To optimize the predicted vs observed maxima you need to refine the initial auto-indexing parameters. The boxes toggled in the Refinement Options panel at the left show what parameters are are being refined the next time you press the Refine button. Some eigenvalue-filtering hopes to reduce the correlations between parameters but the idea here is to Fit Basic until convergence, add in Distance and perhaps Fit All with mosaicity unchecked, followed by Fit Basic with mosaicity checked, followed by Fit All again. Mosaicity estimates are sometimes problematic for crystals with streaky spots, and if the refined mosaicity climbs too high it will likely cause problems with spot overlaps (spots whose centroids are too close to each other on the frame). You can play games with not refining mosaicity or you can redefine it at each integration step using the Macros tab (not covered in this guide).

For weak data you'd probably do well to decrease the sigma cutoff for data in refinement, as given in the Refinement box in the Control panel to the right.

If you're unhappy with the spot predictions and wish to discard the current parameters you'll need to press the Abort Refinement button to go back and do peak searching or indexing again.

HKL3K XDISP spot centroid predictions Once you've started refining parameters, XDISP changes to display the predictions of spot centroids based on the refined parameter values - toggle this using the Update Pred button to see if the predictions (yellow, green, red) match the actual spot locations. Yellow centroid markers are partial reflections - reflections that are clipped at one or both ends of their profile during the frame and whose diffraction intensity is spread over multiple frames. Green reflections are full reflections that complete their entire passage through diffraction condition during the frame. On this image - collected with 0.25° frame width on a crystal with 0.45° mosaicity - every reflection is a partial. You only see a significant number of fulls on thicker frames, particularly at higher resolutions. Reflections with centroids that are red have issues - highly variable background, overloads (unlikely with this detector), spots that are too close to each other ("overlaps").
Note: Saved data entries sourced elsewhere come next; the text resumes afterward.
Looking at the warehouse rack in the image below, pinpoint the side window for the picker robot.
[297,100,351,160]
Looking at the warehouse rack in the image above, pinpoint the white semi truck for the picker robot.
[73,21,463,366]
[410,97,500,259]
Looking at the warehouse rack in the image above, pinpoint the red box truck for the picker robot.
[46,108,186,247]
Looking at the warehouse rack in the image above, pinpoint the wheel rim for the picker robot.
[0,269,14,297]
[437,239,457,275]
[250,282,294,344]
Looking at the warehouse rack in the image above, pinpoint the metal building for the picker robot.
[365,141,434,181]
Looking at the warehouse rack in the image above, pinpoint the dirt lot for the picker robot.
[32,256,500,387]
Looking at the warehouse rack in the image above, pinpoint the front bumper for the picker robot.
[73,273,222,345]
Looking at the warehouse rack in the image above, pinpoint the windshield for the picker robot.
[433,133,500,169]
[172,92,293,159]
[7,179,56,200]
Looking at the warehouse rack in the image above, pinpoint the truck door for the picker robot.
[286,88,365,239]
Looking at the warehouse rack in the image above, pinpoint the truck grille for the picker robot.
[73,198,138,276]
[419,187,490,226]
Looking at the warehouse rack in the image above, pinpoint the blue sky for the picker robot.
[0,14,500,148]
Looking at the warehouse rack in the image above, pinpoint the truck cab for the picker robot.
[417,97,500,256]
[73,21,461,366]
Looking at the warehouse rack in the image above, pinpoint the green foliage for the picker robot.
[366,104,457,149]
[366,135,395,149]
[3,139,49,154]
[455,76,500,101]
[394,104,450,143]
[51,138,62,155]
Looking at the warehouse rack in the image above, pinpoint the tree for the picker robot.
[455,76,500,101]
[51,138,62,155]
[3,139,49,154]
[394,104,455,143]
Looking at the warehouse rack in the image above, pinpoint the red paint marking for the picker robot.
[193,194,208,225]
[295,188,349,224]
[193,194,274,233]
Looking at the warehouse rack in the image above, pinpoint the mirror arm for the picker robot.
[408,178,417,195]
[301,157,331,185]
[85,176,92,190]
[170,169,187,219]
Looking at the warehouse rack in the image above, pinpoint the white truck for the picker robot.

If the predicted spot centroids match the observed ones well enough you can then move to the next tab - Strategy - to calculate the runs necessary to collect a complete data set. Again, you'll have to use existing images to assess the likely limit of diffraction based on your current exposure time, although of course you can adjust this during the data processing step.

Strategy

You will be using Rigaku's strategy program rather than HKL3K's own strategy program since the former is aware of the multi-axis goniostat. Strategy makes use of the unit cell, space group and crystal orientation that you've determined during auto-indexing. As such, unless you really know what your space group is (for this HEWL crystal it's P43212) then the strategy is really an educated guess that must be verified during scaling.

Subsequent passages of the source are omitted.